From GTF to chromodulin: For many years it was thought that chromium was included as part of a substance called GTF (Glucose Tolerance Factor). GTF were believed in addition to chromium to consist of the B vitamin, niacin, and the amino acids glycine, cysteine and glutamic acid. The theory of GTF was only partially supported, and the existence of a specific GTF molecule in the body has never been proven. More recent research has however revealed the existence of a unique chrome-binding molecule called chromodulin, which is slightly different from GTF, but with the same characteristics. So when we talk about chromodulin instead of GTF, it's the same benefits we are referring to.
Chromium is several things: Normally, we associate chromium with the chromium-plated fixtures in bathrooms or on motorbikes. The chromium form used for these purposes (industrial chromium) is not part of human biochemistry. We need chromium in its so-called trivalent form. Trivalent means that it is able to form three chemical bonds with other atoms (industrial chromium is hexavalent).

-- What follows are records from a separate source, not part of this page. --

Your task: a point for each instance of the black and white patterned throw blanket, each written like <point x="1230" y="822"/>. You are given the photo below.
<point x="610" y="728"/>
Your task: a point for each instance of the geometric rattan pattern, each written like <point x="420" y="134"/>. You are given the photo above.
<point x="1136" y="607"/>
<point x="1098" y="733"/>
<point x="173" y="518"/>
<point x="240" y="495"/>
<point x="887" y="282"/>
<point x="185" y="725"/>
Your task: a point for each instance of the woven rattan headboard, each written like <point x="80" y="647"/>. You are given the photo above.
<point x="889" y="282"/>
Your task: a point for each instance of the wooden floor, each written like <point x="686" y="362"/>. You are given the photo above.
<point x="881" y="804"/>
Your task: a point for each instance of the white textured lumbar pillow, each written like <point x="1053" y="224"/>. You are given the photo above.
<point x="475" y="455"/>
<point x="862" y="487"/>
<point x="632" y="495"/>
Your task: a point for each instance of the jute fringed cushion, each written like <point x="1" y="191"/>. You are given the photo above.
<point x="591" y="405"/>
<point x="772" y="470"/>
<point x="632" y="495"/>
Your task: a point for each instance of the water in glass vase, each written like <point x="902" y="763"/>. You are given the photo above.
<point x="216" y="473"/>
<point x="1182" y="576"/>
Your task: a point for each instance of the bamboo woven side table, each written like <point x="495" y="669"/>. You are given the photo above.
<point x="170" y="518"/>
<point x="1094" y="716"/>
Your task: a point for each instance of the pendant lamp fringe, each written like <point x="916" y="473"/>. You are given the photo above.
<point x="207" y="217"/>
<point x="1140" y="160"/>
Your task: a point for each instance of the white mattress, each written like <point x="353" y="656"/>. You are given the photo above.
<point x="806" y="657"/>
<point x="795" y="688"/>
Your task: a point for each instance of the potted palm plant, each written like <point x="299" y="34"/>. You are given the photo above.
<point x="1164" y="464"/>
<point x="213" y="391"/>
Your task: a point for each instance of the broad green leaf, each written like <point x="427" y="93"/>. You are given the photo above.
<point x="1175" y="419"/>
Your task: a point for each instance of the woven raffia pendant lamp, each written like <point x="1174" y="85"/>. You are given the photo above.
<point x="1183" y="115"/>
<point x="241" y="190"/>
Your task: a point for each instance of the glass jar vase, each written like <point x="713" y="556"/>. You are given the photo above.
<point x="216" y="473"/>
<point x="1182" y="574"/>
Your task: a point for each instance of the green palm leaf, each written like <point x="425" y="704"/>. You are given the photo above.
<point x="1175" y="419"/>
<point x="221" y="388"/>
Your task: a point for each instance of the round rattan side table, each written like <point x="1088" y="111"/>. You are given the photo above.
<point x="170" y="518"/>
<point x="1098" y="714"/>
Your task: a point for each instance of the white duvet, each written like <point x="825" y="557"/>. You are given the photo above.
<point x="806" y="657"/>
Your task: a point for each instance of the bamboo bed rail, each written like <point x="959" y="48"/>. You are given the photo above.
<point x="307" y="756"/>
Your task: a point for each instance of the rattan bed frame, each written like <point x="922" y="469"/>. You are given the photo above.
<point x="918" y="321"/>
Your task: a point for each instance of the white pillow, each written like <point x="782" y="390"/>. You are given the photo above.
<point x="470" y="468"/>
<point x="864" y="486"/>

Scandinavian, British, and American dietary analyses show that the average chromium intake is somewhere around 30-40 μg daily. EFSA (the European Food Safety Authority) recommends a daily chromium intake of 40 μg, while the WHO considers the nutrient as safe with intakes up to 250 μg.
Blood sugar is a common term for blood levels of glucose, which is the body's energy source. The hormone insulin plays a crucial role in metabolising sugar, as insulin enables sugar to enter the cells. Chromium contributes to the process by ensuring that insulin can bind to insulin receptors in the cell membranes. The body's normal blood sugar values are between 3 and 7 mmol/l.